Se me lembro bem desse texto, quem o diz é um velho reacionário que não tem dúvida, conhecendo o país em que vive, que sua classe prevalecerá, e qualquer alternativa será natimorta.
Na crônica Vi, você aproveita a chegada de seus 80 anos para elencar fatos memoráveis que viu com os próprios olhos, desde um homem pisar na Lua pela primeira vez até “o implante de cabelo (funcionou com Renan Calheiros, ué)”. Agora, que ruma para os 84 anos, o que acrescentaria nessa lista?
A volta da Peste Negra, francamente, me pegou de surpresa.
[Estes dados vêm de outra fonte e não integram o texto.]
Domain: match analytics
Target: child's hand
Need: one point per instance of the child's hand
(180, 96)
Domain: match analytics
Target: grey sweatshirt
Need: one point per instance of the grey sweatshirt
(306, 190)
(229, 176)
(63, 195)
A volta do ioiô também.
Neste mês de junho, são lembrados os 50 anos da conquista do tricampeonato na Copa do México. Foi essa a melhor de todas as seleções brasileiras da história? Se não, qual teria sido?
A seleção de 1982 foi a melhor, na minha opinião. Aquela foi uma grande geração, mas uma geração sem apoteose. Faltou ganhar a Copa.
No texto Recapitulando, você comenta que o Mundial de 1970 ficou como a Copa da ambiguidade – afinal, durante a ditadura militar, era difícil torcer porque era uma forma de colaboracionismo, mas também fácil porque o time era de entusiasmar qualquer um. Como foi esse dualismo?
Fui para a frente da televisão preparado para torcer contra o Brasil da ditadura, da tortura, do Médici, de tudo o que a gente era contra. Uma predisposição que durou exatamente dez minutos, até a primeira escapada do Jairzinho pela direita.
Em um exercício de futurologia, quando se fizer, daqui a 20 anos, um filme sobre o Brasil atual, como será?
Daqui a 20 anos, não existirão mais cinemas nem grandes telas de TV. Cada pessoa terá seu aparelhinho individual, no qual verá filmes sobre o Brasil de agora, e não acreditará.